La plaza entera rió la ocurrencia del joven cabrero pero la madre, Carmela, corrió hasta su hijo y le quitó el barril de vino.
- Mejó tuvieras vergüenza - lo sujetó por el brazo e intentó llevárselo del ventorrillo - La hora quiés y ya le estás mandiando al vino.
- Pásense los novios de acá para allá que las relaciones se van a cantá - envalentonado, cantó ahora Brasita en voz alta para que todo el mundo lo oyera.
Esta vez fue el padre el que se dirigió hasta su hijo con muy malas intenciones pero fue el propio Don Domingo el que lo atajó.
- Mario, déjalo tranquilo ahora y anda a tocar la campana que ya van siendo horas de celebrar la misa.
Por su parte, la bella Irene, inocente y ajena a todas las murmuraciones, se separó de su madre y fue a reunirse con sus amigas, Nieves y Rosario, las hijas casaderas de Carmela, que la recibieron con puyas y preguntas cargadas de sarcasmo.
- Mírala ella, que parecía tan aquelladita - la saludó Nieves.
- Aquelladita dice - intervino Rosario - Ay mamá tú, más despabilá de la cuenta.
- Y el curita, ¿Qué me dices?
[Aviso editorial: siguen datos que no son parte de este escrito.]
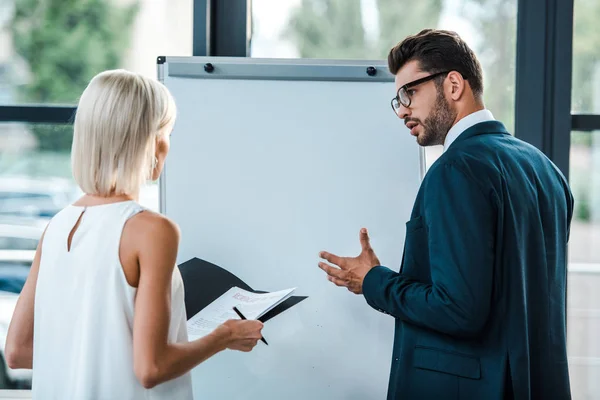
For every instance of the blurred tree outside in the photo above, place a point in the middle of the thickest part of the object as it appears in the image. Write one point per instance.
(65, 43)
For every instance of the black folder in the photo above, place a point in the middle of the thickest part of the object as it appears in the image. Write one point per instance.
(204, 282)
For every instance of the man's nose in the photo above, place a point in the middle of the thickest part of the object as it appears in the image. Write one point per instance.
(403, 112)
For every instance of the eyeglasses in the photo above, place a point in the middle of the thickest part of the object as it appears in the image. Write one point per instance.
(403, 96)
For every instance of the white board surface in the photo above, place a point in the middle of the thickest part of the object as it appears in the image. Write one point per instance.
(263, 174)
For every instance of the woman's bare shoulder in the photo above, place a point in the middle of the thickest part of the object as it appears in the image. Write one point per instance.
(148, 228)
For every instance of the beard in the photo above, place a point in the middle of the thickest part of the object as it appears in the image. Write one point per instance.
(438, 123)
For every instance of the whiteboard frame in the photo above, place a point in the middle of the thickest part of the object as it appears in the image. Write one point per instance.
(298, 69)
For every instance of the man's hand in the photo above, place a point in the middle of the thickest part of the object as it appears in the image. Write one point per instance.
(352, 270)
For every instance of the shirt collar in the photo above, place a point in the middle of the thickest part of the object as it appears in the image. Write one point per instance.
(465, 123)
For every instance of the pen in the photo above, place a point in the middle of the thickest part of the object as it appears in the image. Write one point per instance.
(242, 317)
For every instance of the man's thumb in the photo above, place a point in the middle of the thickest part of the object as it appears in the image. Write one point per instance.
(364, 239)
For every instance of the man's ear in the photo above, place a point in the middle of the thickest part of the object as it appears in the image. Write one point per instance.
(456, 85)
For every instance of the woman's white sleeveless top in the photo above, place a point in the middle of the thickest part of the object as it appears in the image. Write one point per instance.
(83, 321)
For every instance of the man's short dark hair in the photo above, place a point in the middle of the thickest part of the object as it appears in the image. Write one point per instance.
(437, 51)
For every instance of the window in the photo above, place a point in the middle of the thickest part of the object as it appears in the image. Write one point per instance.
(584, 255)
(356, 29)
(584, 266)
(585, 90)
(49, 57)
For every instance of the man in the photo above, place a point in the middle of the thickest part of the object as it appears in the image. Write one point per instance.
(479, 301)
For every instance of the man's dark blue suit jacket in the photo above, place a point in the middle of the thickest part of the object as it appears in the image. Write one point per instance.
(479, 301)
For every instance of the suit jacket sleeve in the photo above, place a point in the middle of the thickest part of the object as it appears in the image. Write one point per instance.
(460, 227)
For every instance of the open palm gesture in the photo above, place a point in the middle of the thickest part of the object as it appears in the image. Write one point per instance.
(350, 271)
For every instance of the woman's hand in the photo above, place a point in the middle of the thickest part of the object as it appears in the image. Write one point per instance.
(242, 335)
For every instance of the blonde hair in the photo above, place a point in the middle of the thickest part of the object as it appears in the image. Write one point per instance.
(119, 117)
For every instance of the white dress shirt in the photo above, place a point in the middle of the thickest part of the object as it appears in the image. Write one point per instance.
(465, 123)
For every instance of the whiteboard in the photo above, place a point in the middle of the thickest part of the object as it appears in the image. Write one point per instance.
(272, 161)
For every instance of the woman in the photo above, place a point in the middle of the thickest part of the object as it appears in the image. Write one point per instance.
(102, 313)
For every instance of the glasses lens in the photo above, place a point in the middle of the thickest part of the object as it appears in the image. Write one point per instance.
(404, 99)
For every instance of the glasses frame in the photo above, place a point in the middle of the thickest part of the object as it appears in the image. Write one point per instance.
(410, 85)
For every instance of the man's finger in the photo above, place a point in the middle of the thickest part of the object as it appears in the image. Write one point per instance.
(337, 282)
(364, 239)
(332, 258)
(332, 271)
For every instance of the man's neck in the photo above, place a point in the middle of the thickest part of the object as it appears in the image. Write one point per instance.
(470, 109)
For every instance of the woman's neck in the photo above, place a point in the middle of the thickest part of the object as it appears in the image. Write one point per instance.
(94, 200)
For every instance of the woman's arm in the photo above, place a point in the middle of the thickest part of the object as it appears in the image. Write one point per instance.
(156, 360)
(19, 340)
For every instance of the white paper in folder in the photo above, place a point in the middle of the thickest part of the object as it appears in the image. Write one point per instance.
(252, 305)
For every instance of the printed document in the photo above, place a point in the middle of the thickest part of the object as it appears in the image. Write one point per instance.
(251, 305)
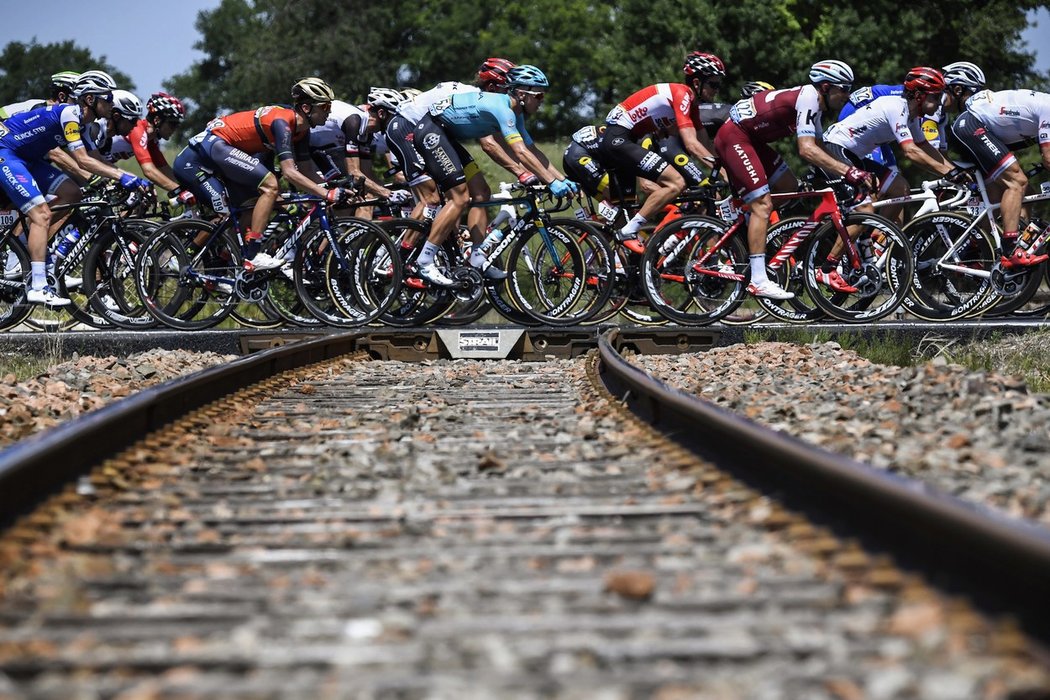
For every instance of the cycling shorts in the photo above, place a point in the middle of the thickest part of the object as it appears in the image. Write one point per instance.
(748, 163)
(26, 184)
(990, 153)
(621, 153)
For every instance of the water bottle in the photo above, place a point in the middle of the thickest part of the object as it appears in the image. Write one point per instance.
(68, 240)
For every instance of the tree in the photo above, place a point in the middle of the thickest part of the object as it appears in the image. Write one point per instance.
(26, 69)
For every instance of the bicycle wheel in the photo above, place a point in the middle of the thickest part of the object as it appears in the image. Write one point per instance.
(184, 291)
(782, 267)
(884, 276)
(109, 281)
(690, 275)
(601, 262)
(13, 282)
(941, 293)
(547, 275)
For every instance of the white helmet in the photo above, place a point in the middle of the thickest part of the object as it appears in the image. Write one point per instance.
(127, 105)
(836, 72)
(965, 73)
(385, 98)
(93, 82)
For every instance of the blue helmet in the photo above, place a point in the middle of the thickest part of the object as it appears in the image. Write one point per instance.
(526, 76)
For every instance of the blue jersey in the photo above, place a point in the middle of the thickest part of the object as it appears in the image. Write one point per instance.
(865, 96)
(476, 114)
(29, 135)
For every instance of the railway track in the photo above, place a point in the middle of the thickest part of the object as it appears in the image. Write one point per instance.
(350, 528)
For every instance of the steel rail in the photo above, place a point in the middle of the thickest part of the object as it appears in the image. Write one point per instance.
(42, 465)
(1005, 563)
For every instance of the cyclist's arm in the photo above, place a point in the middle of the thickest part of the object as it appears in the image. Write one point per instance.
(501, 154)
(813, 152)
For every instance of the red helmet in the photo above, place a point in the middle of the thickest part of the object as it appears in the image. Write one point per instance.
(702, 65)
(495, 71)
(924, 79)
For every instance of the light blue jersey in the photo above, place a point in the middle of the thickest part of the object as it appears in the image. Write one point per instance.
(470, 115)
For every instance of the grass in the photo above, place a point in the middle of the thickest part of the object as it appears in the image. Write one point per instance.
(1027, 355)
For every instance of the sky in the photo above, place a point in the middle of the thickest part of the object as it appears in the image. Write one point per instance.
(150, 41)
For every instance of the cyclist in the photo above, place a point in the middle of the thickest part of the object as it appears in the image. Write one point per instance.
(28, 178)
(754, 87)
(993, 124)
(664, 107)
(343, 145)
(878, 124)
(238, 148)
(466, 115)
(742, 146)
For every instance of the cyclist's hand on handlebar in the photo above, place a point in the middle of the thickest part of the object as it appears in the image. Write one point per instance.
(858, 176)
(959, 176)
(399, 196)
(560, 188)
(336, 195)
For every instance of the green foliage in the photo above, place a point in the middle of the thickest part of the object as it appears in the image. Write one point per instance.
(26, 68)
(594, 54)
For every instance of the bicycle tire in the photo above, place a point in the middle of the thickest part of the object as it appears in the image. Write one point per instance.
(183, 291)
(687, 295)
(885, 280)
(946, 295)
(547, 275)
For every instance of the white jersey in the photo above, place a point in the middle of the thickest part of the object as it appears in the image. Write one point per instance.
(416, 108)
(882, 121)
(1013, 115)
(345, 127)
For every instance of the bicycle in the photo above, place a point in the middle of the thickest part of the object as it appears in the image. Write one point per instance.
(190, 273)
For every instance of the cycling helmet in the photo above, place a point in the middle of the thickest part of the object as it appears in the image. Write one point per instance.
(702, 65)
(924, 79)
(384, 98)
(964, 73)
(754, 87)
(832, 71)
(127, 105)
(93, 82)
(165, 106)
(495, 71)
(64, 80)
(311, 90)
(527, 76)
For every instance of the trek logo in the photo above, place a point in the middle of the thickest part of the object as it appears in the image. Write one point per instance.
(746, 160)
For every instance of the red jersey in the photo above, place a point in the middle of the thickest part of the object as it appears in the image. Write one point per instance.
(145, 151)
(655, 108)
(254, 131)
(773, 114)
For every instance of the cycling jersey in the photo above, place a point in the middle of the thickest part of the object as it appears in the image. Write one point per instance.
(654, 108)
(414, 109)
(266, 128)
(1013, 115)
(773, 114)
(110, 148)
(469, 115)
(345, 127)
(882, 121)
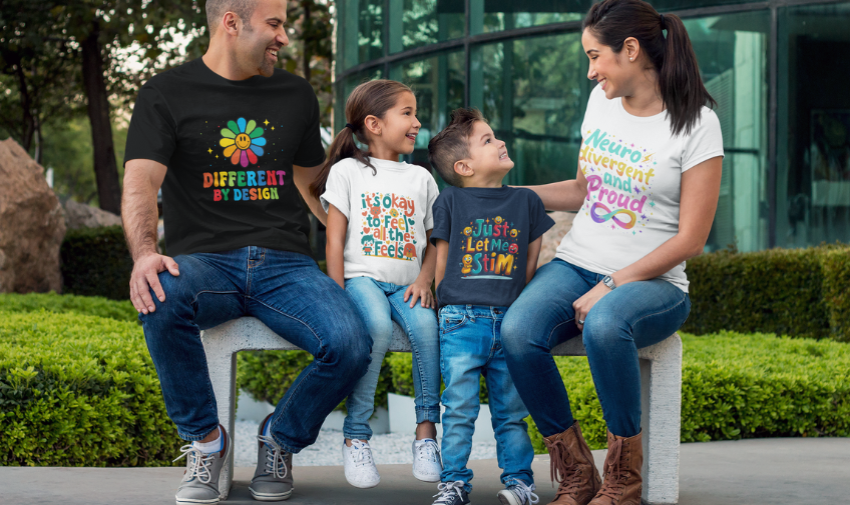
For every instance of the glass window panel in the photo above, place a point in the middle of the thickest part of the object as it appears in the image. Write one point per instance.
(732, 54)
(534, 92)
(438, 83)
(813, 127)
(422, 23)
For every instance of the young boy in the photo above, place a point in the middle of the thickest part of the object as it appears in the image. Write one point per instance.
(487, 237)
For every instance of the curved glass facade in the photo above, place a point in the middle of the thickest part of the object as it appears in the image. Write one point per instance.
(777, 69)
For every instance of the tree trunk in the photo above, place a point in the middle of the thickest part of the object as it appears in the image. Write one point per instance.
(105, 169)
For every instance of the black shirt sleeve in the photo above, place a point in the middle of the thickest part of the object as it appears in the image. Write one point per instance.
(152, 134)
(537, 216)
(311, 153)
(442, 218)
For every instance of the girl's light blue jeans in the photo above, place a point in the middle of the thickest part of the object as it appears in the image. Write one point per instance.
(632, 316)
(379, 304)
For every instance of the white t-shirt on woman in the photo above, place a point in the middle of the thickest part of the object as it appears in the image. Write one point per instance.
(634, 168)
(388, 214)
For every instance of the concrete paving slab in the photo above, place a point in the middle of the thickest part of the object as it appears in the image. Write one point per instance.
(791, 471)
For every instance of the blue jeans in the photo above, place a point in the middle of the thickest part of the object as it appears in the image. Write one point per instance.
(379, 304)
(633, 316)
(470, 346)
(288, 293)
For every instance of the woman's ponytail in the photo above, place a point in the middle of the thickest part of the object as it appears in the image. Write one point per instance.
(673, 57)
(679, 80)
(373, 98)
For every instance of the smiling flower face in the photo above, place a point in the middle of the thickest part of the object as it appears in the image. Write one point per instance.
(242, 141)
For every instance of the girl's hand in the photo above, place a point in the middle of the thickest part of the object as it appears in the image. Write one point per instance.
(583, 305)
(422, 291)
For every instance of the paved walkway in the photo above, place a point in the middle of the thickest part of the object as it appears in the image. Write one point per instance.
(748, 472)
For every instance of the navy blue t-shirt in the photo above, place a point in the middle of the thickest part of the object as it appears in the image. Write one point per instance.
(488, 231)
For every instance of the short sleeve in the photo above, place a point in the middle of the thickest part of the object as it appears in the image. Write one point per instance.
(338, 189)
(704, 142)
(311, 153)
(442, 229)
(539, 219)
(152, 134)
(433, 193)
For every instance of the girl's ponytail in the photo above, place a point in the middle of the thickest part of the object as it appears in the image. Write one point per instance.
(673, 57)
(373, 98)
(679, 81)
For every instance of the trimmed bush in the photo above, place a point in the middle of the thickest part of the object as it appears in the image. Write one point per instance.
(51, 302)
(78, 390)
(96, 262)
(796, 292)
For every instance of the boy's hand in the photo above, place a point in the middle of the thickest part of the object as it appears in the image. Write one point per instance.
(422, 291)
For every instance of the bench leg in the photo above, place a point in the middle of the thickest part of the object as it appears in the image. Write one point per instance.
(661, 392)
(221, 362)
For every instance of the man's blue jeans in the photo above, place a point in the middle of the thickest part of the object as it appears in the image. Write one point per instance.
(470, 346)
(379, 304)
(632, 316)
(288, 293)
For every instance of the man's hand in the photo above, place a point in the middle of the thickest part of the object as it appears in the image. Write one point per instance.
(145, 277)
(421, 291)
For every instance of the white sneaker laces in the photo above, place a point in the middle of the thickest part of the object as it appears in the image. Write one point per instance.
(361, 453)
(427, 451)
(198, 463)
(275, 463)
(447, 491)
(525, 492)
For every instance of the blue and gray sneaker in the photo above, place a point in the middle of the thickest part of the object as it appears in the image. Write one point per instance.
(518, 494)
(451, 493)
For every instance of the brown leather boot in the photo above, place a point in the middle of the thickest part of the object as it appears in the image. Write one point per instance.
(623, 483)
(571, 464)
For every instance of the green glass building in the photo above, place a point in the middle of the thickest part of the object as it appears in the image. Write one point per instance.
(779, 70)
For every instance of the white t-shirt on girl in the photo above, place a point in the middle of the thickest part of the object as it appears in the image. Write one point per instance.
(634, 168)
(388, 215)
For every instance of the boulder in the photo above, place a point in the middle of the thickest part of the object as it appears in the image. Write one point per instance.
(80, 215)
(552, 238)
(32, 225)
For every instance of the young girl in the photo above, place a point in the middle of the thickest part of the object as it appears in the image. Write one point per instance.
(378, 250)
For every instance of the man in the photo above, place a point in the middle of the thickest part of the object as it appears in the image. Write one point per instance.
(226, 136)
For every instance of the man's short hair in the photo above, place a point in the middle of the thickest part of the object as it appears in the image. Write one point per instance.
(452, 144)
(216, 9)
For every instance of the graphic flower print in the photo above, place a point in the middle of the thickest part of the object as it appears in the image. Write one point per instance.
(242, 141)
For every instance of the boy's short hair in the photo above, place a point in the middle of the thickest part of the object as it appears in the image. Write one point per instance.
(452, 144)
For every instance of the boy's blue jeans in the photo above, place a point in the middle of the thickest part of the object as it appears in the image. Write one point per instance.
(379, 304)
(632, 316)
(470, 346)
(288, 293)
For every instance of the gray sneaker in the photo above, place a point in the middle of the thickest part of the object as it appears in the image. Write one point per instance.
(273, 478)
(200, 480)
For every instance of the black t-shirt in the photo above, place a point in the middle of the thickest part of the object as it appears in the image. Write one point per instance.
(488, 231)
(229, 147)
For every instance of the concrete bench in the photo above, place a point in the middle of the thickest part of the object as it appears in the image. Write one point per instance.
(661, 384)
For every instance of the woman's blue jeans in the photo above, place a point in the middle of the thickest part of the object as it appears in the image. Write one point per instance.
(379, 304)
(471, 346)
(288, 293)
(632, 316)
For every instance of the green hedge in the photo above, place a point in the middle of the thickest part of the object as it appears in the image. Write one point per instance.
(96, 262)
(796, 292)
(79, 390)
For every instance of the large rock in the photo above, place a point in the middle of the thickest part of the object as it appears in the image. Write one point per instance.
(80, 215)
(32, 225)
(551, 239)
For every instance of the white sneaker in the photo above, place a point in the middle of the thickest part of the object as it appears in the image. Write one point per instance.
(360, 469)
(427, 464)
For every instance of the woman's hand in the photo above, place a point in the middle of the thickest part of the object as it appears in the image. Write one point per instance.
(583, 305)
(420, 290)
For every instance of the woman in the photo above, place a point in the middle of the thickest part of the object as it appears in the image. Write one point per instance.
(646, 192)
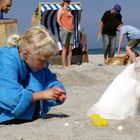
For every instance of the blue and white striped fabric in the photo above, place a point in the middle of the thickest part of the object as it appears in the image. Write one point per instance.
(48, 19)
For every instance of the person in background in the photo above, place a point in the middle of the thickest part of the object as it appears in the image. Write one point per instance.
(5, 6)
(108, 30)
(65, 21)
(133, 36)
(28, 88)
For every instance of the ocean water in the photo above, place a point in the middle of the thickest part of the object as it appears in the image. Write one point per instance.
(100, 50)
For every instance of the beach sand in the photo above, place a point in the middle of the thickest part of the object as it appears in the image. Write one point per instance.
(84, 85)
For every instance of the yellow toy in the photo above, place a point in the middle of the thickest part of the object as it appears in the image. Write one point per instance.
(98, 121)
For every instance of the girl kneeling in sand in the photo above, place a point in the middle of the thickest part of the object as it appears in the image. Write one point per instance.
(28, 87)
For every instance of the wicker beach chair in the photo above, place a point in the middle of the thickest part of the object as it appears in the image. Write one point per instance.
(7, 28)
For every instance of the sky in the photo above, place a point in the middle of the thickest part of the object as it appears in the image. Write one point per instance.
(93, 10)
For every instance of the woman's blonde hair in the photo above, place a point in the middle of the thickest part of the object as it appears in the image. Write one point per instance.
(38, 39)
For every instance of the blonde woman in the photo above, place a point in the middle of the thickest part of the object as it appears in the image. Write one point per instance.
(65, 21)
(28, 87)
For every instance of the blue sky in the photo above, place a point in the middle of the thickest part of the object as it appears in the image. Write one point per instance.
(92, 12)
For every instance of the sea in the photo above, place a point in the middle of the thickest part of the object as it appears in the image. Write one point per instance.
(100, 50)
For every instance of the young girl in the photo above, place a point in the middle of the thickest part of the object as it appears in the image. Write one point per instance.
(133, 36)
(27, 85)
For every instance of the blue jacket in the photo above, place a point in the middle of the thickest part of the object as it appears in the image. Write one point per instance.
(18, 83)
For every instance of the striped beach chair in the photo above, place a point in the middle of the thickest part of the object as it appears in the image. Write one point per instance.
(45, 14)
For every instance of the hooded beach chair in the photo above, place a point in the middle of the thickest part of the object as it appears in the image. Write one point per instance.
(46, 14)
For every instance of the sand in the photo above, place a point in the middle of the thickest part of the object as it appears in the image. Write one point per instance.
(84, 85)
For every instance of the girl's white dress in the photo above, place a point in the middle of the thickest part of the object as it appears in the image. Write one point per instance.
(121, 98)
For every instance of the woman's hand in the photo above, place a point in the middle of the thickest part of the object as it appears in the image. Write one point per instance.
(54, 93)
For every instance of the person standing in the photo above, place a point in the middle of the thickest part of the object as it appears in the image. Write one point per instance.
(108, 29)
(133, 36)
(5, 6)
(65, 21)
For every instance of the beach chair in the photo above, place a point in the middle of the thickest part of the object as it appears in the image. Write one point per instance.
(45, 14)
(8, 27)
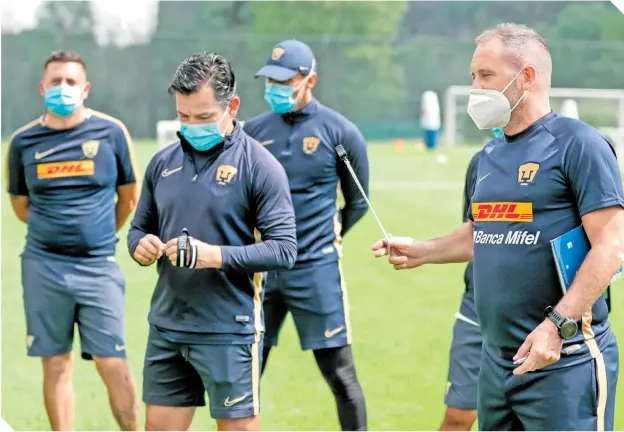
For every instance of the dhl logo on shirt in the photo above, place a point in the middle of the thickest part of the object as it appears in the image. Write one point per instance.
(502, 212)
(65, 169)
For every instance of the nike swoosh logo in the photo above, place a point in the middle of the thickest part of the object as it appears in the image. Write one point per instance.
(331, 333)
(45, 153)
(479, 180)
(229, 402)
(167, 172)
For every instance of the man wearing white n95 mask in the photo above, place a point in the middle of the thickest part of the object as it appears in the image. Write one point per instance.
(546, 176)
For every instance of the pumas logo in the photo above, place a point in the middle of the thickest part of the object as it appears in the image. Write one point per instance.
(90, 148)
(527, 173)
(167, 172)
(310, 144)
(225, 174)
(502, 212)
(277, 53)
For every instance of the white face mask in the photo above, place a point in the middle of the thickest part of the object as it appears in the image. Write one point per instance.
(490, 109)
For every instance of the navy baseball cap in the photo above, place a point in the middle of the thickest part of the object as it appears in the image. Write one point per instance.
(287, 59)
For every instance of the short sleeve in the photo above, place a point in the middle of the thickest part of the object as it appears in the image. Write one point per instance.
(126, 166)
(592, 171)
(15, 174)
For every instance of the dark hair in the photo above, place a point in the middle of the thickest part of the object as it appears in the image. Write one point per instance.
(205, 69)
(65, 56)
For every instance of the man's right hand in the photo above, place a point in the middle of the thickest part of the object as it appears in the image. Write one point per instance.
(149, 249)
(405, 252)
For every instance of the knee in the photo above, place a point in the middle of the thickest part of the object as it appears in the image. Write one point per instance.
(58, 368)
(342, 380)
(241, 424)
(458, 420)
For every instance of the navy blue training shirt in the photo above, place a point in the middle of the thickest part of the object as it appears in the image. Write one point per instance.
(220, 196)
(70, 177)
(469, 185)
(532, 188)
(304, 142)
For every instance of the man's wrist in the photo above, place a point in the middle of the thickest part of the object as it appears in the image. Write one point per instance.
(209, 256)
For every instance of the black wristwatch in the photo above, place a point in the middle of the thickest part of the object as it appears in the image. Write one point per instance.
(567, 327)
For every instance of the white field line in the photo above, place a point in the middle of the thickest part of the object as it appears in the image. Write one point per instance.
(416, 185)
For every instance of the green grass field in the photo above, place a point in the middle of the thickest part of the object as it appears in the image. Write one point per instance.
(401, 321)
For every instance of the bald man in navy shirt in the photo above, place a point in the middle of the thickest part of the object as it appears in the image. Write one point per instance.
(302, 134)
(550, 360)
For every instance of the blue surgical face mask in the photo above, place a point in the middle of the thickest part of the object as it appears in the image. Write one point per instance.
(203, 136)
(62, 100)
(281, 98)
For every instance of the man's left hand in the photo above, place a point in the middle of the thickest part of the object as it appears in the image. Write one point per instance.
(208, 256)
(542, 347)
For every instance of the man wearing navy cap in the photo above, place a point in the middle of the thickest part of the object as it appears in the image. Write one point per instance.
(302, 134)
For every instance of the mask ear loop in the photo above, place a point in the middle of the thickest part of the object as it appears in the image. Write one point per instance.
(508, 85)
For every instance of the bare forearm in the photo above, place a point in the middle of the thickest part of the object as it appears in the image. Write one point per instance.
(123, 209)
(591, 280)
(453, 248)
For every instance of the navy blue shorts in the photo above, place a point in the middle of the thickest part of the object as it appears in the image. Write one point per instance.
(465, 359)
(179, 374)
(58, 294)
(317, 298)
(580, 397)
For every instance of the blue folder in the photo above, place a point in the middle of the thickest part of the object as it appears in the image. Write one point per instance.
(569, 251)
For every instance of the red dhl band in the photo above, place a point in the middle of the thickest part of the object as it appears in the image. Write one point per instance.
(65, 169)
(502, 212)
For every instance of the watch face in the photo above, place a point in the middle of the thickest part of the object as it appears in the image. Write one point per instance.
(568, 330)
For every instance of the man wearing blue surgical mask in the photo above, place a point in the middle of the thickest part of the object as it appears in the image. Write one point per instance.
(302, 134)
(72, 180)
(204, 198)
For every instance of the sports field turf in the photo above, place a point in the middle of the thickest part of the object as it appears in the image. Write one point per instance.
(401, 321)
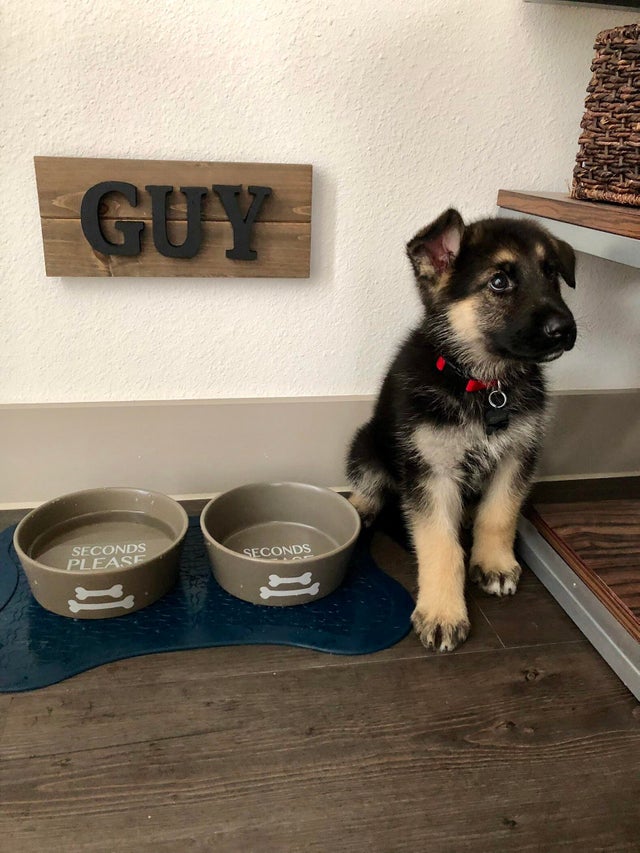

El pobre, si parecía un cabrito entelenío - volvió Nieves - y a resulta que hasta riscos camina.
Irene, primero no entendía que estaban diciendo. Pero poco a poco, viendo como todo el mundo la miraba e interpretando los comentarios de sus amigas, comenzó a darse cuenta de la situación en la que se encontraba. Buscó con la mirada a su madre y la encontró postrada ante La Cruz de La Pasión y se acercó hasta ella.
- Óigame usté mamá. Usté que to lo sabe, ¿Es sabedora lo que la gente anda alegando di nusotras y di mi y dil curita?
- Tu no les jagas caso - la cogió de la mano y la obligó a arrodillarse junto a ella para que nadie las oyera - No te dijera yo quie ese curita nus iba cambiá la vida.
- Pos lo que las sorullas esas están largando, es quie a mi lo que me va cambiá es la barriga, que lo que Don Domingo quie, es engarapitarse ancima mío.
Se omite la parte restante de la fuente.